Changing Sex in Ecology, an archival video of photographs chronicling gender fluidity in the natural world and in the history of art, appeared at both the Riga Biennial and as part of Jordan’s recent exhibition, “Ziggy on the Land of Drunken Trees” (2018) at Galerie Wedding in Berlin, curated by Ovsen and Bonaventure Soh Bejeng Ndikung. The title references sub-arctic forests where the melting of permafrost causes once upright trees to tilt and bend. Leap-frogging over whatever remains of this Anthropocene era, Jordan’s expansive exhibition humorously and tragically pointed the wide arc of her odyssey toward a hybrid future world that consists of a dark underground “hydrosphere.” In the show, the Ecology video dominated two sculptural arrangements—one representing odd forms bubbling up through methane holes, the other an animated cast of curious latex figures. One of these creatures, a hollow sea cucumber, had birthed a strange form that floated like green gauze in an adjacent gallery, a well-lit biosphere strewn with the detritus of a past epoch.
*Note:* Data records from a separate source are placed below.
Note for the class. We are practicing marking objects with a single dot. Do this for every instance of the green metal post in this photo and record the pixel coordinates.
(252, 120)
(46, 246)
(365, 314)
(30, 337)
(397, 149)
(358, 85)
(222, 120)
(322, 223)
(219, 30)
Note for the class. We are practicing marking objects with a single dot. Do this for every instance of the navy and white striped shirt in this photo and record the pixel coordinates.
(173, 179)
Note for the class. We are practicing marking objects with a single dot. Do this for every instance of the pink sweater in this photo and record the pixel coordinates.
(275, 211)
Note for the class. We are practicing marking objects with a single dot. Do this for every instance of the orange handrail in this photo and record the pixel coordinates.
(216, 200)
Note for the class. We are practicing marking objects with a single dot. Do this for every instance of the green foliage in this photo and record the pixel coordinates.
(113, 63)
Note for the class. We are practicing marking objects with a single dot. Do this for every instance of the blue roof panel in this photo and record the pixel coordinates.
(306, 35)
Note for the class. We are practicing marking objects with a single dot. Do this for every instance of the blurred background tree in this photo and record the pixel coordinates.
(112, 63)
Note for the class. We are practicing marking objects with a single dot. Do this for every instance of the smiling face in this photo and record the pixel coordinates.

A wooden watchtower, the only thing remaining from the human-constructed world, served as a perch from which viewers could observe the blasted trees of a dead forest populated by Homo-Stupidus, with a couple of mindless robots fruitlessly spinning about to the monotonous, grating refrain of a mechanical musical instrument and the clacking of “clapping clams.” But Jordan’s possible future was not without hope: a careful look revealed a small army of ants foraging in dried earth. And Ziggy made an appearance in the form of a remarkable cellist, Mikatsiu, during the exhibition opening. She played a plaintive fugue, restoring art and life to this dismal planet, and then appeared among viewers wearing a weird, custom contact lens that obliterated her iris while leaving just a tiny black hole through the white of her “mutated” eye.
Jordan’s world, as humorous as it is terrifying, takes our worst-case scenarios in stride, presenting them as sorrowful on the one hand, and part of a cosmic evolutionary process on the other. She raises the big question: “How will we adapt?” To that end, we might take our cues from Disembodiment (2012), a shockingly irreverent video showing a potato plant growing in leafy profusion from a human rear end then receding back to whence it came, all to a soundtrack by American artist Jessica Segall singing a rendition of Ella Fitzgerald’s iconic recording, “Let’s Call the Whole Thing Off.”